Politicamente, i dati che emergono sono due. Quello di breve periodo riguarda la solidità del governo sotto la guida di Mario Draghi. Una volta resosi conto delle contrapposizioni sui temi legati alla giustizia, il premier ha sempre fatto da sponda con la ministra sposando il cosiddetto “metodo Cartabia”: molti tavoli di concertazione per far decantare lo scontro, poi una sintesi finale del governo e, dopo eventuali ulteriori limature, una decisa accelerazione per chiudere definitivamente la partita. Le riforme penale e civile sono considerate troppo necessarie per lasciarle allo scontro anche ideologico tra partiti, per questo il duo Draghi-Cartabia ha scelto di forzare e velocizzare il tempi, scommettendo sul fatto che nessun partito della maggioranza si sarebbe sfilato.

Il Quirinale

Il dato di medio periodo, invece, riguarda la sfida politica più delicata del 2022: l’elezione del prossimo presidente della Repubblica.
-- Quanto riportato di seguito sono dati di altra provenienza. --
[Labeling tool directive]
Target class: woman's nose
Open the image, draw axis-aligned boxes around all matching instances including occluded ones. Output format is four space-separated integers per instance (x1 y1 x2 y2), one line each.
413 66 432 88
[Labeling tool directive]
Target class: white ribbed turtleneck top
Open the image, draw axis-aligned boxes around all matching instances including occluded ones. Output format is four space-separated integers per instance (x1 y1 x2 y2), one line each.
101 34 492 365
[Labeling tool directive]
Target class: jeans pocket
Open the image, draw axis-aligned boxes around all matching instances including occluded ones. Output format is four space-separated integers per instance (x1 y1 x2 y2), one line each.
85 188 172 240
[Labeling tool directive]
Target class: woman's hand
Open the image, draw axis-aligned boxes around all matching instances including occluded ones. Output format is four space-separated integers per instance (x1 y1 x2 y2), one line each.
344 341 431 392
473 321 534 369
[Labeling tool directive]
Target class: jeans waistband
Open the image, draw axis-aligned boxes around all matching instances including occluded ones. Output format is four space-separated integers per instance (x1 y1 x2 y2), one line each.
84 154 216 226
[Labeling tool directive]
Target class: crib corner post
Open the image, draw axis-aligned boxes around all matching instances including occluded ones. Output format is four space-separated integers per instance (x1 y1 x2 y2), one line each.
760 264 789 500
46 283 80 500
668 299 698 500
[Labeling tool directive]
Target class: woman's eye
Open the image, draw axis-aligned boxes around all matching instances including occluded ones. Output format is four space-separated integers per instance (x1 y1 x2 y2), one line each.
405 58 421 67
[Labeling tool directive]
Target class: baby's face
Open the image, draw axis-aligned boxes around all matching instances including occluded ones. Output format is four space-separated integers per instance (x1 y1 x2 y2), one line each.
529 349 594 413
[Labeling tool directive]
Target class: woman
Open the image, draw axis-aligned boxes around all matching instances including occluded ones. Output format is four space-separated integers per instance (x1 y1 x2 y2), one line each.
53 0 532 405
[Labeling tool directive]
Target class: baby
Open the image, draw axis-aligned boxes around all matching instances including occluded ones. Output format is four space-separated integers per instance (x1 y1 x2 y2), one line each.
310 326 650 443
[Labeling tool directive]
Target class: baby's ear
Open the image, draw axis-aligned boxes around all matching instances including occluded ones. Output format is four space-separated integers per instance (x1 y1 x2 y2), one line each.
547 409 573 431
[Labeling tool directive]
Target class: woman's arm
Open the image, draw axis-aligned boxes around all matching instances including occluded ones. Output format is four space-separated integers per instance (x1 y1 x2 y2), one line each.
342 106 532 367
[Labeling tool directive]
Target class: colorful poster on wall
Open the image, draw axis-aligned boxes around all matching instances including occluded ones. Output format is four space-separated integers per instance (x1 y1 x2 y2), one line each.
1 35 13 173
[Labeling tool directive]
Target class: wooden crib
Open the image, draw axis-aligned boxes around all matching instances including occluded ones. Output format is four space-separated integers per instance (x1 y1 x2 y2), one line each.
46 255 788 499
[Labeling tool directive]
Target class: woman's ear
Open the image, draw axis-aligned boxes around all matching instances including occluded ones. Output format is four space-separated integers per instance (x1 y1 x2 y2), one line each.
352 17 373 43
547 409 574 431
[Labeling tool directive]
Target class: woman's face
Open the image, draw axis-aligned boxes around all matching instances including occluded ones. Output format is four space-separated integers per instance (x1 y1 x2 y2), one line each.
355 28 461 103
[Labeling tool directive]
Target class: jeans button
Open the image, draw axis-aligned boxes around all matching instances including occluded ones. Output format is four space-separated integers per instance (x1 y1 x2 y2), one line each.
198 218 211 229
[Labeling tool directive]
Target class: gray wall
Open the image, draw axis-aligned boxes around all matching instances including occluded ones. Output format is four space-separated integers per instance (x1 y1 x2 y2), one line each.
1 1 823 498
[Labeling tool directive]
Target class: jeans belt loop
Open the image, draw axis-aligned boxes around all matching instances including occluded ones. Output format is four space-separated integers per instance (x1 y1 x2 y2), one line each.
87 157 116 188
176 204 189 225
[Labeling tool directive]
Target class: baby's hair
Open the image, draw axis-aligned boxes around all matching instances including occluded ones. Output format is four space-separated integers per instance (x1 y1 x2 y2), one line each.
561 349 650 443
La ministra Cartabia è considerata una candidata perchè incrocia in sè una serie di caratteristiche: è donna e incarna la suggestione della prima presidente di genere femminile; è gradita e gode della fiducia del premier Draghi, oltre che dell’uscente Sergio Mattarella; in questi anni ha limato il suo profilo in modo da elevarsi a figura tecnica equidistante dalle parti.
La contesa è complicata, perchè sono ancora in campo le due ipotesi privilegiate del Mattarella bis, sostenuto in particolare dal Partito democratico e dal Movimento 5 Stelle, e di Mario Draghi. Se loro due si sfilassero, Cartabia è considerata da molti come il terzo nome utile, non tanto perchè goda del supporto di una o più forze politiche, ma perchè il suo profilo garantirebbe sinergia con il governo e non sposterebbe altri equilibri. Il suo è un profilo che, pur non essendo il favorito di nessuno, nessuno scontenta apertamente.

La prima regola per i “quirinabili” è quella di non venire candidati da nessuno e di mantenere un profilo bassissimo in attesa dei giorni fatali del voto. Esporsi, attirando la grancassa mediatica, significa farsi bruciare. Per questo il passaggio così liscio e soprattutto silenzioso dei ddl penale e civile può essere annoverato tra i successi di Cartabia. Non solo perchè il suo ministero sta per licenziare due riforme della giustizia attese da anni, ma anche perchè lei ci è riuscita facendole quasi scomparire dal dibattito pubblico. Unica sbavatura, lo scossone del ddl penale lo scorso luglio intorno alla modifica della prescrizione, su cui i Cinque stelle hanno tentato di fare muro ottenendo solo alcune modifiche.

Un aiuto determinante a Cartabia, tuttavia, è arrivato da palazzo Chigi: Draghi l’ha sostenuta anche nei momenti di tensione con la maggioranza, avallando il suo operato e blindandolo con la fiducia sia in Consiglio dei ministri che in aula. Certamente la scelta del premier è stata dettata prima di tutto dalla necessità di approvare nei tempi previsti uno dei pilastri delle riforme promesse all'Unione europea con il Pnrr. Tuttavia in questi mesi ogni mossa viene letta in ottica quirinalizia e, in questa chiave, la sinergia tra la presidenza del Consiglio e via Arenula – pur se già nota – non può passare inosservata.